PanARMENIAN.Net - Within hours of last month's attacks on U.S. diplomatic facilities in Benghazi, Libya, President Barack Obama's administration received about a dozen intelligence reports suggesting militants connected to al Qaeda were involved, three government sources said, according to Reuters.

Despite these reports, in public statements and private meetings, top U.S. officials spent nearly two weeks highlighting intelligence suggesting that the attacks were spontaneous protests against an anti-Muslim film, while playing down the involvement of organized militant groups.

It was not until last Friday that Director of National Intelligence James Clapper's office issued an unusual public statement, which described how the picture that intelligence agencies presented to U.S. policymakers had "evolved" into an acknowledgement that the attacks were "deliberate and organized" and "carried out by extremists."

The existence of the early reports appears to raise fresh questions about the Obama administration's public messaging about the attack as it seeks to fend off Republican charges that the White House failed to prevent a terrorist strike that left a U.S. ambassador and three others dead.

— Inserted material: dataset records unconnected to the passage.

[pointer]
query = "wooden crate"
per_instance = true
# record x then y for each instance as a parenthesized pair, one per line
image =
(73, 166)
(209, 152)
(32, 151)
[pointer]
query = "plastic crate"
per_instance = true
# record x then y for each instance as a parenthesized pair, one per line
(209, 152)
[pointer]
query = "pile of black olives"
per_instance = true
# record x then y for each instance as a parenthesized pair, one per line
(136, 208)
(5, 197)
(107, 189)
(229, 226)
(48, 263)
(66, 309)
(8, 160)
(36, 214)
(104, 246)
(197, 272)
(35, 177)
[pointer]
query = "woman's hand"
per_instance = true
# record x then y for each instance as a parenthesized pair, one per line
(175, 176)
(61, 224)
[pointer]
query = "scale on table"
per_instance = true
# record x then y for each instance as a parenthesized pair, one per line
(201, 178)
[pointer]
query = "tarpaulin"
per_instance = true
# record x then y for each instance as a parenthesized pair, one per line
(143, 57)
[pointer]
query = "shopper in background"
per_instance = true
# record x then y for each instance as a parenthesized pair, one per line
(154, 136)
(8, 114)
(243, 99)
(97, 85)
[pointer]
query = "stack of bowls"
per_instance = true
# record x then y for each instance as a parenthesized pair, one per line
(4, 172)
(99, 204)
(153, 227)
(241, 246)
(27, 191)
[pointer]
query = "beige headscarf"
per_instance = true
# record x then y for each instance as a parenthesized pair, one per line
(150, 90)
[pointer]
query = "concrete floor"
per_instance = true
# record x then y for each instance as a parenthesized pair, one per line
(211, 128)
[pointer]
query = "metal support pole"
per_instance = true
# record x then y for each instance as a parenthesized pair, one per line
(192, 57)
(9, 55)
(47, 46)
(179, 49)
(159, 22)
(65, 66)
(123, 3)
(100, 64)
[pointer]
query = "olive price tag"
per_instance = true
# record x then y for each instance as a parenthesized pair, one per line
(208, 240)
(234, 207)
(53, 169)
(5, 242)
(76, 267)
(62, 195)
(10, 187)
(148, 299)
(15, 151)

"What we're seeing now is the picture starting to develop that it wasn't a problem with the intelligence that was given, it's what they did with the intelligence that they were given," Representative Mike Rogers, chairman of the House of Representatives Intelligence Committee, said in an interview on Tuesday.

"This picture is still a little fuzzy but it is starting to come into focus and it appears that there were, very early on, some indications that there was jihadist participation in the event," he said.

The stream of intelligence flowing into Washington within hours of the Benghazi attacks contained data from communications intercepts and U.S. informants, which were then fashioned into polished initial assessments for policymakers.

Officials familiar with them said they contained evidence that members of a militant faction, Ansar al-Sharia, as well as al Qaeda in the Islamic Maghreb, or AQIM, were involved in the assaults.

The report did not allege the attacks were a reaction to the anti-Muslim film, but acknowledged it was possible that the attackers sought to use an outbreak of violence in Cairo over the film, which insulted the Prophet Mohammad, as a pretext for attacks.

One official said initial reporting suggested militants had begun planning attacks on U.S. targets in Benghazi before September 11, but may well have decided to use the protests as a pretext for moving forward that day.